Enfin, malgré la nuit du 4 août 1789, la France reste une société de privilèges, dans laquelle nombreux sont ceux qui ont intérêt à maintenir le statu quo, même s’il leur arrive de se donner des airs de révolutionnaires et de prendre la défense des écrasés du système. Car l’une des conséquences des révolutions est souvent qu’on ne renverse pas nécessairement un ordre établi, mais qu’on le détourne à son profit : c’est ce qu’a fait la bourgeoisie au cours du XIXe siècle, ce dont témoignent les écrivains, de Balzac à Proust. L’heure n’est donc pas à la révolution. Autre issue : la réforme, qu’un grand nombre semble appeler de ses voeux. Mais réforme-t-on un système de l’intérieur, quand tant d’intérêts sont en jeu ? Qui en aura le courage politique ? Entreprise dangereuse dans une démocratie devenue médiatique, où règnent les sondages d’opinion et les cotes de popularité, ce qui incite forcément à toutes les démagogies (de droite comme de gauche), où il paraît plus important d’accéder au pouvoir et de s’y maintenir le plus longtemps possible, vaille que vaille, comme l’ont fait nos deux derniers présidents.
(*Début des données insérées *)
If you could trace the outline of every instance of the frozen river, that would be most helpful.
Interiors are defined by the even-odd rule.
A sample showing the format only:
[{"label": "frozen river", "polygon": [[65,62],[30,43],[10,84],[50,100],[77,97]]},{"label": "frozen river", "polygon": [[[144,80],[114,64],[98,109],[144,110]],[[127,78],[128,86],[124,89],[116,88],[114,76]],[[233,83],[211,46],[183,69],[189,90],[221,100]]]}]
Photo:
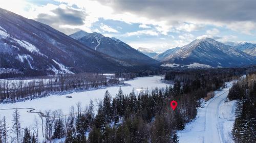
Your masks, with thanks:
[{"label": "frozen river", "polygon": [[[150,91],[156,87],[165,88],[168,84],[161,82],[161,77],[160,76],[138,77],[134,80],[125,81],[124,83],[130,85],[122,87],[121,89],[124,94],[129,94],[132,92],[133,89],[134,89],[135,92],[137,93],[141,88],[145,89],[147,88]],[[96,100],[103,99],[106,90],[110,93],[112,97],[114,97],[119,89],[119,87],[108,87],[105,89],[73,93],[63,95],[53,95],[45,98],[13,104],[0,104],[0,118],[2,118],[5,116],[9,127],[11,128],[12,126],[12,114],[13,109],[3,110],[3,109],[30,108],[35,109],[34,111],[44,111],[46,110],[54,110],[61,109],[64,114],[68,114],[69,112],[70,107],[71,106],[75,106],[76,103],[78,102],[81,103],[82,107],[83,108],[89,105],[90,99],[92,99],[96,106],[97,104],[95,102]],[[72,96],[72,98],[66,98],[66,96]],[[20,114],[21,126],[23,128],[30,127],[32,131],[31,128],[34,124],[35,118],[38,118],[39,117],[37,113],[28,112],[27,111],[29,110],[28,109],[19,109]],[[38,121],[40,121],[39,118]]]}]

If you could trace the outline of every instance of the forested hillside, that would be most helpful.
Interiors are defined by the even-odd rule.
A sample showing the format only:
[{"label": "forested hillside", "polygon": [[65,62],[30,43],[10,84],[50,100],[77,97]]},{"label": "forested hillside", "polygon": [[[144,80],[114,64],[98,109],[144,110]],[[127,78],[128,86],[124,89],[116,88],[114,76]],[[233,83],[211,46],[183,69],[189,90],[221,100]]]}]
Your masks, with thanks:
[{"label": "forested hillside", "polygon": [[238,100],[232,133],[235,142],[256,141],[256,74],[248,75],[230,89],[230,100]]},{"label": "forested hillside", "polygon": [[[124,95],[120,88],[114,97],[106,91],[103,100],[91,101],[84,110],[78,103],[76,107],[71,107],[69,115],[63,115],[61,110],[41,112],[44,119],[42,133],[47,140],[60,138],[65,142],[178,142],[176,131],[182,130],[196,117],[197,108],[200,106],[199,99],[248,71],[253,70],[171,71],[166,73],[165,79],[173,80],[173,86],[151,92],[144,89],[138,95],[134,91]],[[178,103],[174,111],[169,106],[173,100]],[[18,110],[15,110],[13,116],[17,117],[17,122],[14,125],[22,124],[18,122]],[[4,129],[4,117],[1,118],[2,129]],[[13,131],[18,132],[17,138],[21,138],[23,134],[23,140],[29,136],[33,138],[33,133],[35,136],[38,133],[30,131],[28,135],[26,130],[23,134],[23,129],[14,127],[17,128]],[[5,134],[10,131],[1,130],[4,131],[1,134],[4,140]]]}]

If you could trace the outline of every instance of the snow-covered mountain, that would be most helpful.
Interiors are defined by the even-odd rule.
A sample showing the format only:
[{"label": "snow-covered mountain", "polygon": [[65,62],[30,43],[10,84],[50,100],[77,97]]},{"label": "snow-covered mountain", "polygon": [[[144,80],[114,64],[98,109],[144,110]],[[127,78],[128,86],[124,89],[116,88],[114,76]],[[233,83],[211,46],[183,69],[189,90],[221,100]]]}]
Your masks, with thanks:
[{"label": "snow-covered mountain", "polygon": [[174,53],[175,53],[178,50],[180,49],[180,47],[177,47],[174,48],[168,49],[162,53],[158,54],[153,58],[159,61],[165,61],[172,58]]},{"label": "snow-covered mountain", "polygon": [[256,57],[256,44],[243,42],[233,46],[233,47],[250,55]]},{"label": "snow-covered mountain", "polygon": [[150,49],[139,47],[138,48],[138,50],[141,52],[144,53],[144,54],[148,56],[151,58],[153,58],[153,57],[157,55],[157,53]]},{"label": "snow-covered mountain", "polygon": [[256,64],[256,59],[214,39],[196,40],[177,50],[163,66],[226,67]]},{"label": "snow-covered mountain", "polygon": [[[75,34],[73,35],[75,35]],[[95,51],[129,63],[133,65],[155,64],[157,61],[115,38],[93,33],[77,40]]]},{"label": "snow-covered mountain", "polygon": [[0,68],[27,75],[114,71],[129,66],[35,20],[0,8]]}]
Après tout, pourtant, le courage politique existe aussi, mais il va de pair avec la nécessité de ne pas prendre les citoyens pour des imbéciles, de réfléchir, à partir d’états des lieux faits en commun, à des solutions qui relèveraient de l’intérêt général. Peut-être alors certains consentiraient-ils à abandonner de leurs privilèges. La dernière issue - la moins souhaitable ou la plus probable - reste la décomposition d’un système qui, s’il est réellement devenu obsolète et inadapté au monde comme il va, disparaîtra comme les dinosaures ou l’ancien régime soviétique avec lequel la France partage bien des points communs : l’hypertrophie d’une administration d’Etat coûteuse et peu efficace, une incompétence notoire en matière d’économie, un personnel dirigeant quasi inamovible, par nature même tellement éloigné de" la cause du peuple".